Formal assessment. The lawyer refers the case to a clinician to make a formal capacity evaluation of the client, which requires the client’s consent.  MRPC 1.14(b) provides “an attorney may feel compelled by capacity concerns . . . to seek an independent formal capacity evaluation by a clinician. Such a decision . . . requires a client’s consent to be evaluated.”[xvii]

How does a lawyer make a referral to a clinician?  Best practices point to a written referral letter detailing the lawyer’s observations and the review requested.  

Referral Letter Checklist

The Handbook contains a checklist for the lawyer to follow.[xviii] 

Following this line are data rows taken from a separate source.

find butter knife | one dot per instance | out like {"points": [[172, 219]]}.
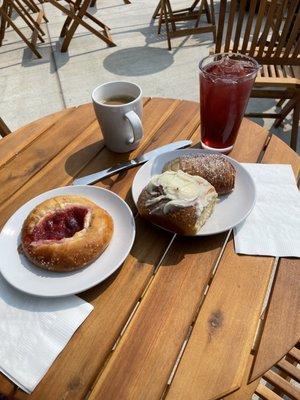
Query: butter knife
{"points": [[132, 163]]}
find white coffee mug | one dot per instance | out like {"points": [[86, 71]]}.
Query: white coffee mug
{"points": [[120, 123]]}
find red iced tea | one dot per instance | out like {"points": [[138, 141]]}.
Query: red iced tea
{"points": [[226, 81]]}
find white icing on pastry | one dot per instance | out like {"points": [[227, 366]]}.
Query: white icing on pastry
{"points": [[179, 189]]}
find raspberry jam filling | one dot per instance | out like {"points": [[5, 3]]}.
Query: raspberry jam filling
{"points": [[59, 225]]}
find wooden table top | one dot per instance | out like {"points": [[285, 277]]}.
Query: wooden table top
{"points": [[183, 317]]}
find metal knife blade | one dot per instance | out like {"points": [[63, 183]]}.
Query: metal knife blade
{"points": [[132, 163]]}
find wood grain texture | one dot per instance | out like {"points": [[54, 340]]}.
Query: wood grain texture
{"points": [[246, 390], [223, 335], [282, 385], [6, 386], [281, 318], [115, 299], [144, 359], [279, 152], [79, 366], [12, 144], [292, 371], [266, 394], [34, 157]]}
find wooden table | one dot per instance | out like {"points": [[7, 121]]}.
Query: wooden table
{"points": [[179, 319]]}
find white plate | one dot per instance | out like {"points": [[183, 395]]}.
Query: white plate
{"points": [[23, 275], [230, 210]]}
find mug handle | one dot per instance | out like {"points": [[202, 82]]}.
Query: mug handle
{"points": [[136, 125]]}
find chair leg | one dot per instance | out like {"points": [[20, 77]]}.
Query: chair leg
{"points": [[295, 125], [284, 112], [167, 25], [4, 130], [3, 21], [22, 36], [158, 8]]}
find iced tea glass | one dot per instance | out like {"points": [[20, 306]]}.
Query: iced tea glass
{"points": [[226, 81]]}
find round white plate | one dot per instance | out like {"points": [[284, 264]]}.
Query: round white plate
{"points": [[231, 209], [23, 275]]}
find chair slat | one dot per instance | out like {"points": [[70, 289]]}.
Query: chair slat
{"points": [[276, 29], [290, 369], [251, 14], [292, 7], [296, 49], [280, 383], [272, 71], [289, 71], [266, 393], [267, 27], [230, 23], [295, 353], [260, 17], [238, 29], [220, 29], [293, 36]]}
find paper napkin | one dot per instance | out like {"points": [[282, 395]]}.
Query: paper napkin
{"points": [[33, 331], [273, 227]]}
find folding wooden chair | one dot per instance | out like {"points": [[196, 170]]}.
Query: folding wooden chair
{"points": [[21, 8], [75, 13], [4, 130], [277, 383], [272, 37], [167, 15]]}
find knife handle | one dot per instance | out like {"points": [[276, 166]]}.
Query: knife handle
{"points": [[86, 180]]}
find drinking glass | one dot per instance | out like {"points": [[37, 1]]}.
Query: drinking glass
{"points": [[226, 81]]}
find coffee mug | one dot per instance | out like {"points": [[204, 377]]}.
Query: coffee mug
{"points": [[118, 107]]}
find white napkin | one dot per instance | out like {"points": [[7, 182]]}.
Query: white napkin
{"points": [[33, 331], [273, 227]]}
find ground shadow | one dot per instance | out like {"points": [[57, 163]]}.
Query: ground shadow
{"points": [[138, 61]]}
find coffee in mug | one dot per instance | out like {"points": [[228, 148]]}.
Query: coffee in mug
{"points": [[117, 100], [118, 107]]}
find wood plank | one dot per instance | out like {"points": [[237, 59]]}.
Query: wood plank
{"points": [[6, 386], [246, 391], [290, 369], [79, 376], [266, 393], [114, 301], [43, 149], [12, 144], [281, 318], [276, 152], [295, 353], [143, 361], [61, 169], [175, 129], [223, 334], [279, 152], [58, 172], [281, 384]]}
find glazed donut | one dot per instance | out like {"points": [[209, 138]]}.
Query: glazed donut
{"points": [[65, 233], [215, 168]]}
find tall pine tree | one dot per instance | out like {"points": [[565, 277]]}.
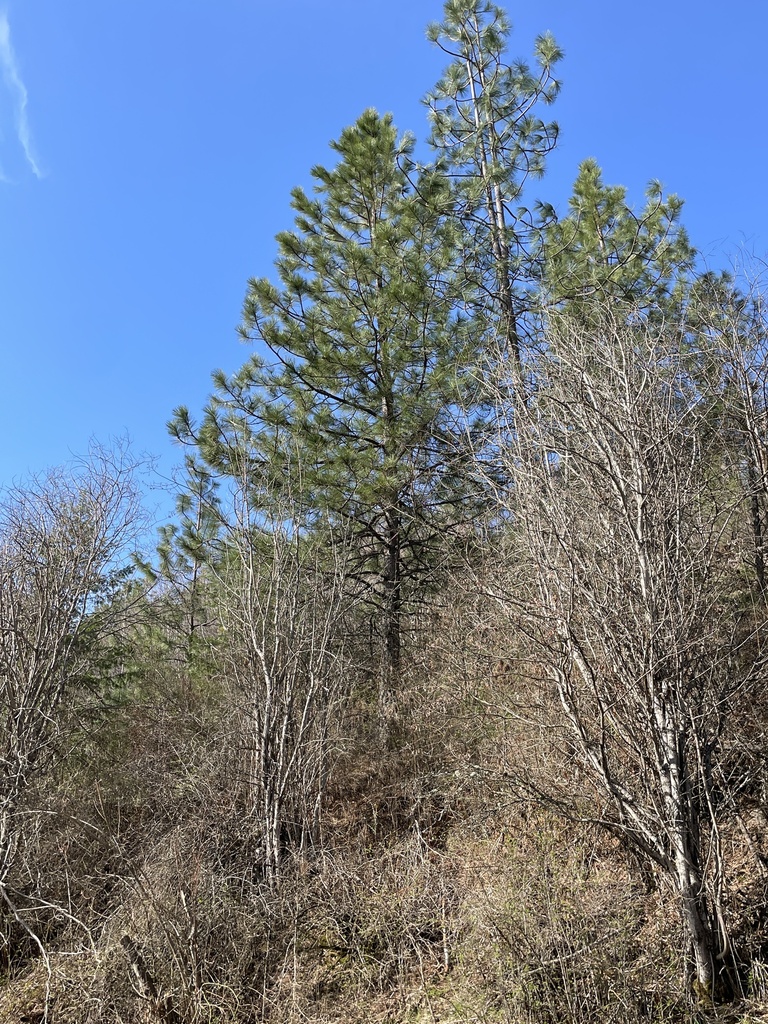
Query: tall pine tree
{"points": [[492, 141]]}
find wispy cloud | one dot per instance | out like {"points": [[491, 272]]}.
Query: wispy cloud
{"points": [[17, 91]]}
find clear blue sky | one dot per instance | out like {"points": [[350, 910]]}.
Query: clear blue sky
{"points": [[147, 148]]}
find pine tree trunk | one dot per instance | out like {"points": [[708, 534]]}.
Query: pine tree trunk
{"points": [[390, 667]]}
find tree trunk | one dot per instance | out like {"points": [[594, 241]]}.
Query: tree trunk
{"points": [[390, 667]]}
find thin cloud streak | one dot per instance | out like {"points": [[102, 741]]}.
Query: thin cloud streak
{"points": [[18, 89]]}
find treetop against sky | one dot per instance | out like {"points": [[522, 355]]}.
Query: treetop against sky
{"points": [[147, 151]]}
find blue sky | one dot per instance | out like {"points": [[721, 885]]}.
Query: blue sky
{"points": [[147, 148]]}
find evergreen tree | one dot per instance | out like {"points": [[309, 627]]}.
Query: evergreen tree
{"points": [[352, 415], [492, 140], [603, 252]]}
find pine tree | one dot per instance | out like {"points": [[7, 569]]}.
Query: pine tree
{"points": [[352, 416], [492, 141], [604, 253]]}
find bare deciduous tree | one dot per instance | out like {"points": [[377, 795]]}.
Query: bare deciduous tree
{"points": [[65, 538], [628, 530], [281, 607]]}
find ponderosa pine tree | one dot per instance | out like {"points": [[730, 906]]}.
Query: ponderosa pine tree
{"points": [[603, 252], [492, 141], [353, 408]]}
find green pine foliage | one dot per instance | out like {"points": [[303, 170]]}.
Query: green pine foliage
{"points": [[350, 410], [604, 252], [492, 140]]}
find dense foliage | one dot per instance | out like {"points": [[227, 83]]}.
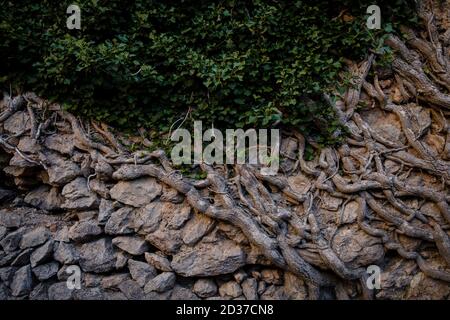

  1. Client background: name, age, gender, residence, ethnicity and primary language if not English.
  2. Reason client contacted lawyer; date of contact; and whether new or old client.
  3. Purpose of referral: assessment of capacity to do what? Nature of the legal task to be performed, broken down as much as possible into its elemental components.
  4. Relevant legal standard for capacity to perform the task in question.
  5. Medical and functional information known: medical history, treating physicians, current known disabilities; any mental health factors involved;  lawyer’s observations of client functioning, need for accommodations.
  6. Living situation; family make-up and contacts; social network.
  7. Environmental/social factors that the lawyer believes may affect capacity.
  8. Client's values and preference to the extent known; client's perception of problem.
  9. Whether a phone consultation [with the clinician][xix] is wanted prior to the written report.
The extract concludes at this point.